A&E and Chive Editor

bardesitexoc@lfc.edu

“The show was ready to be put up. The actors were dedicating their time. [David Knoell] was directing it, he was also making set…,” Bernachaly Santiago, a third-year psychology and theater double major at Lake Forest College, said. At that point, only the technical rehearsals remained. 

Yet, the following week in March  2020, the entire cast and crew found out that the show was completely canceled because the pandemic had begun. Over the past two years, Lake Forest College’s theater department faced (and continues facing) a difficult challenge that led to many disappointments and, yet, points of pride. 

Benjamin Tengowski ’22, a fourth-year music major with a double minor in theater and cinematic studies, said, “With how [the department] reacted to COVID, I think people are grateful and accepting… but, it’s not what people really want.” He recognized that students and faculty may feel upset for having to wear masks but, “[the department has] no control over it… we are still in a pandemic.”

“The theater department’s been put between a rock and a hard place,” Tengowski said.

The department prepared for the academic year of 2020 through 2021. Chair of the Theater and Associate Professor of English and Theater Richard Pettengill said, “Our weekly Forester Fridays Live show had students on campus and as far away as Houston, Nepal, and Istanbul doing everything from scripted plays to improv sketch comedy to music and dance performance, etc.” These performances included student-written shows as well as staff and faculty performances. 

David Knoell had left, but Knoell returned for Forester Fridays.

When asked about her experiences during that year, English major on the writing track with a philosophy minor Kyleigh Halfenger ’22 compared theater and improv, stating: “Improv weirdly works pretty well online. I’m sure people will disagree. But, I think it works pretty well.”

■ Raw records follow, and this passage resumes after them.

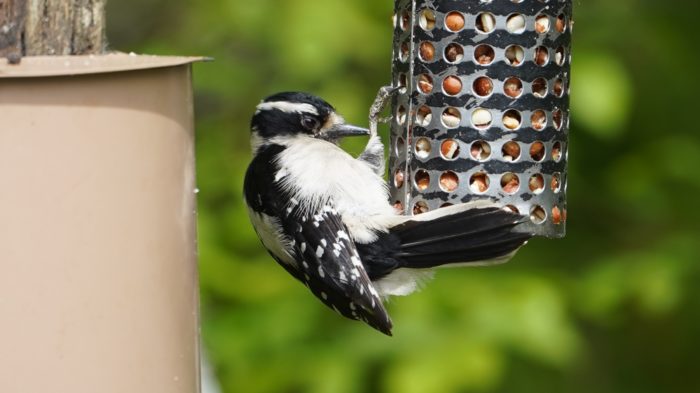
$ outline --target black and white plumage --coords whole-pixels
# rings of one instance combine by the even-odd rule
[[[244,193],[263,245],[328,307],[385,334],[386,297],[415,291],[437,266],[505,261],[531,237],[512,230],[521,216],[484,202],[398,215],[379,137],[353,158],[337,140],[369,130],[318,97],[268,97],[251,128]]]

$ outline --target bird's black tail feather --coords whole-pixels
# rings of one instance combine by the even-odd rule
[[[498,207],[471,208],[406,221],[390,233],[400,240],[395,254],[400,267],[430,268],[509,256],[532,237],[513,230],[525,219]]]

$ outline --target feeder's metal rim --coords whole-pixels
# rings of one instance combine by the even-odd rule
[[[177,67],[211,58],[201,56],[153,56],[127,53],[79,56],[28,56],[19,64],[0,59],[0,79],[74,76]]]

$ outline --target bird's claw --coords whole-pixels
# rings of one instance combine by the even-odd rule
[[[377,125],[379,123],[386,123],[391,120],[391,116],[380,117],[379,114],[382,113],[387,103],[390,101],[391,97],[399,91],[400,87],[394,86],[382,86],[377,92],[377,96],[369,108],[369,132],[370,135],[377,135]]]
[[[377,92],[372,106],[369,109],[369,141],[365,150],[358,159],[365,162],[378,176],[384,174],[384,144],[377,134],[379,123],[386,123],[391,120],[391,116],[381,117],[380,114],[390,101],[391,97],[399,90],[393,86],[383,86]]]

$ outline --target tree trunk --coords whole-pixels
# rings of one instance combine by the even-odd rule
[[[0,56],[103,53],[106,0],[0,0]]]

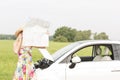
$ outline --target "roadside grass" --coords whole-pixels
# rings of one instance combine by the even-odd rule
[[[18,56],[13,52],[13,42],[13,40],[0,40],[0,80],[12,80],[14,75]],[[68,44],[51,41],[47,49],[52,54]],[[32,56],[34,62],[42,58],[36,48],[33,48]]]

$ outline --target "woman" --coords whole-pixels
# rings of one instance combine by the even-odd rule
[[[15,71],[13,80],[33,80],[35,68],[32,62],[31,46],[22,46],[23,28],[16,31],[17,37],[14,42],[14,52],[18,54],[17,69]]]

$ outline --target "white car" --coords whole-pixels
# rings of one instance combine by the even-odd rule
[[[36,65],[38,80],[120,80],[120,41],[72,43]]]

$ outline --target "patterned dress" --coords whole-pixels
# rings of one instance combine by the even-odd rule
[[[21,49],[13,80],[33,80],[34,72],[31,50],[29,48]]]

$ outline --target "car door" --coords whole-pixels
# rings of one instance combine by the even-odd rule
[[[92,58],[96,56],[94,46],[84,47],[71,56],[80,56],[80,63],[76,63],[74,67],[70,68],[73,63],[67,63],[66,66],[66,80],[119,80],[120,77],[120,61],[116,60],[99,60],[93,61]],[[102,45],[103,51],[103,45]],[[80,53],[82,55],[80,55]],[[103,52],[101,52],[103,54]],[[101,54],[101,55],[102,55]],[[86,56],[86,57],[83,57]]]

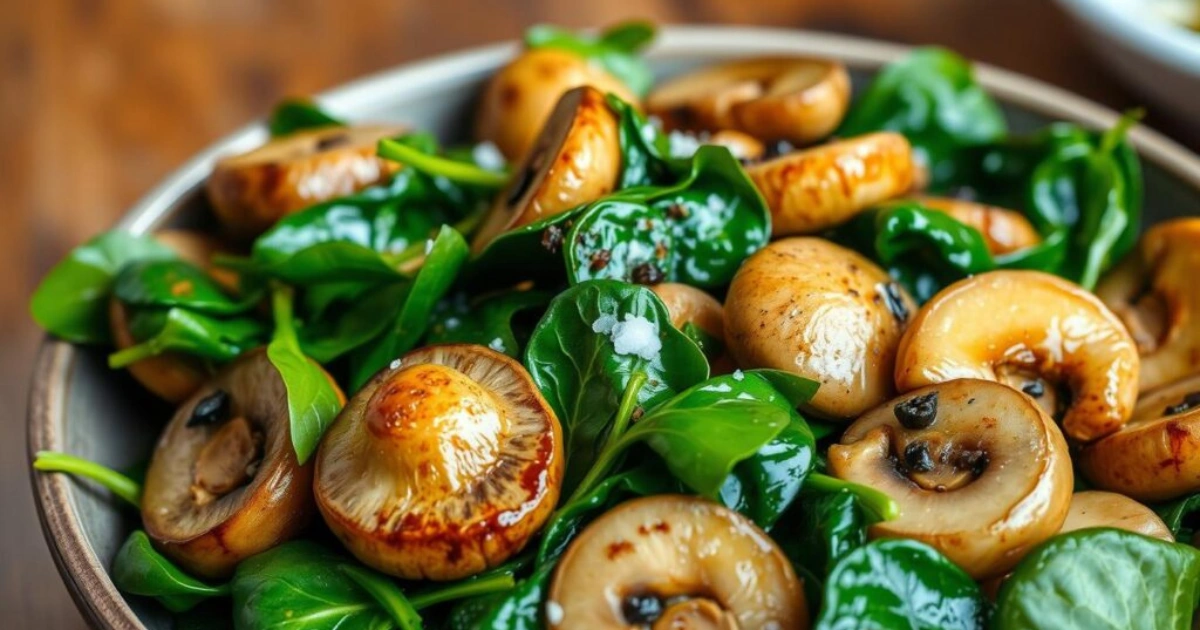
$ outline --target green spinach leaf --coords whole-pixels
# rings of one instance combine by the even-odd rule
[[[123,593],[153,597],[172,612],[190,610],[200,602],[229,594],[229,585],[210,586],[184,573],[137,530],[113,558],[112,580]]]
[[[183,260],[135,260],[121,268],[113,295],[130,306],[178,306],[208,315],[238,315],[261,298],[233,298],[202,269]]]
[[[1154,511],[1167,524],[1175,540],[1190,541],[1196,535],[1196,524],[1191,516],[1200,512],[1200,494],[1157,505]]]
[[[300,347],[316,362],[329,363],[381,335],[408,293],[404,282],[368,287],[344,308],[319,312],[318,319],[300,329]]]
[[[267,119],[267,130],[271,132],[272,138],[315,127],[345,125],[346,123],[334,118],[316,103],[299,98],[281,101]]]
[[[67,453],[38,451],[33,458],[33,468],[42,472],[67,473],[94,481],[129,505],[138,509],[142,507],[142,484],[102,464]]]
[[[267,336],[267,327],[257,319],[213,317],[184,308],[133,311],[129,329],[138,343],[109,355],[111,368],[167,352],[224,363],[261,345]]]
[[[512,290],[469,300],[460,293],[438,305],[425,340],[473,343],[520,358],[523,341],[532,331],[519,333],[513,318],[518,313],[544,309],[552,297],[547,291]]]
[[[547,24],[525,32],[525,45],[529,48],[558,48],[579,55],[616,77],[638,96],[645,96],[654,84],[650,67],[637,55],[653,39],[654,25],[642,21],[617,24],[598,37]]]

Halfenger recalled two connected improv episodes. In the first one, David Knoell (referred to as D.K.) “had been vacationing in the sewers… it was revealed at the end of the episode that someone had killed D.K.” In order to solve the murder, “an alum named Jamie” came on to the show to serve as a spiritual medium, allowing the group “to do, like, improv exercises to get D.K.’s spirit to tell us the truth.”

“So, there were just really silly things like that… We had a lot of fun performing them,” Halfenger said. 

Last semester, for the academic year of 2021 to 2022, Lake Forest College decided to have students return to campus. In Fall 2021, Bob Knuth joined the theater department, becoming the resident set and light designer and technical director. 

 Subsequently, the theater department constructed an outdoor stage located outside of Hixon Hall. Here, the theater department hosted an outdoor show—in the middle of October, in the cold evenings!

“‘All the World’s a Stage’ was an enormous success,” Pettengill said. “We were close to or completely sold out every night, and sometimes we had numerous people standing and sitting all around the Hixon Grove when there were no more seats available.” 

David Knoell returns, again, “to direct an [Saturday Night Live] SNL style improv sketch comedy and variety show to be shown in April.” At the time of this writing (February. 19, 2022), I am unsure if the performance will be held online or in-person. Nonetheless, as Santiago said, “the show must go on.”